Saturday Free Speech Roundup – The Liberty City Police Department Is Here To Protect And Serve.
Call me suspicious, but I am not comfortable that the District of Columbia Police are taking a prominent role in preparation for security at the Pittsburgh G-20 summit this September.
Security planning for the Group of 20 economic summit in Pittsburgh is a numbers game driven by questions that can't readily be answered: How many police officers will be needed for thousands of protesters and how many arrests can be safely and fairly processed in courts?
Among other things, security will be beefed up by officers and consultants from the DC Police Department: the same DC Police Department which believes it's authorized to conduct military-style police sweeps and to set up barricaded checkpoints to search people entering suspicious neighborhoods. The G-20 Summit is likely enough to produce craziness without oversight and advice from a department well known for disregarding the constitutional rights of the citizens it serves. For that matter, Pittsburgh's own preparations for mass arrests against evil anarchists may become a self-fulfilling prophecy.
The right to free speech includes commercial speech, but that's lost on some. If the Chicago Transit Authority were to ban tasteful ads for say, James Joyce's Ulysses, or an art exhibit featuring the work of some modern Robert Mapplethorpe, would that get more attention than a ban of ads for Grand Theft Auto?
On the other hand, some of the worst threats to free speech come from those who exercise their right to "cry wolf," or to proclaim that "the sky is falling." Witness this story from Christianity Today, in which Ashley Horne of Focus on the Family warns of the Matthew Shepard Hate Crimes Prevention Act:
if passed, the law could expose pastors to federal prosecution if an attendee of their church committed a crime and blamed it on sermons about homosexuality. The bill does not adequately protect Christians from gay activists, she says. She worries that the prosecution would be based on evidence of motivation.

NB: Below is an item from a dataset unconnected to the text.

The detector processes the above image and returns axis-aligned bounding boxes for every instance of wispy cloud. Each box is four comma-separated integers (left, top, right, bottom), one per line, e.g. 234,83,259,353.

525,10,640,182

Poppycock. The Bill can be read in its entirety here. If passed, the law would punish one who:
willfully causes bodily injury to any person or, through the use of fire, a firearm, a dangerous weapon, or an explosive or incendiary device, attempts to cause bodily injury to any person, because of … actual or perceived religion, national origin, gender, sexual orientation, gender identity or disability …
Causing bodily injury means just that. A sermon, no matter how hateful, cannot cause bodily injury, nor could it be deemed an attempt to cause bodily injury. For that matter, despite Ms. Horne's assertion to the contrary, the bill actually provides more protection for the religious than it does to people attacked because of sexual orientation. (It contains identical clauses criminalizing such attacks, both including religion as a protected category but only one including sexual orientation. This is what's known as a "blue pencil" clause – if a court strikes the second, which includes sexual orientation and religion, the first, which only includes religion, will remain in effect.)
We've had sentencing enhancements based on gender and age for centuries. In my state and in every other of which I'm aware, a man who strikes a man is guilty of assault. A man who strikes a woman is guilty of "assault on a female," and gets more time, because men by and large are far stronger than women. There are plenty of good arguments against hate crime laws, and there are good arguments against federalizing what should be simple state felonies, but willfully distorting the content of a bill, which is what Ms. Horne is doing, doesn't promote those arguments, and doesn't show a regard for freedom of speech or religion. I'll exercise my freedom of speech to call Ashley Horne a liar.
On a question of genuine conscience, the Foundation For Individual Rights In Education reports on the strange case of Grand Valley State University, which attempted to make state employment dependent on "demonstrated commitment to principles of diversity." An Ashley Horne, who is not demonstrably committed to diversity, could not get the job at GVSU if her beliefs failed to meet the school's litmus test. This is no more constitutional than an employment offer contingent on "demonstrated commitment to the American Flag," or "demonstrated commitment to the Holy Koran."
What's especially silly about the case is that the job posting which brought the policy to light was "Visiting Assistant Professor of Music (Flute)". Presumably a flute instructor who assaults aspiring flautists based on their diversity would be fired in any event, but the litmus test for beliefs, at a music department, demonstrates the clash between collegiate H.R. culture and the First Amendment.
Suppose a flute professor has mixed feelings about same sex marriage, like Ashley Horne. Suppose the visiting flute instructor just doesn't give a shit, and grades flute students based on flute talent without regard to flute diversity. Should such an instructor be downgraded in favor a less flautistically inclined, but more demonstratively diverse, visiting flute teacher?
Fortunately we won't find out, as FIRE reports the university has backed down, opening the visiting flute instructor position to anyone qualified to teach the flute without regard to that visitor's beliefs.
Private colleges of course remain free to require a demonstrated commitment to diversity, as opposed to excellence in flute instruction, in their visiting flute instructors.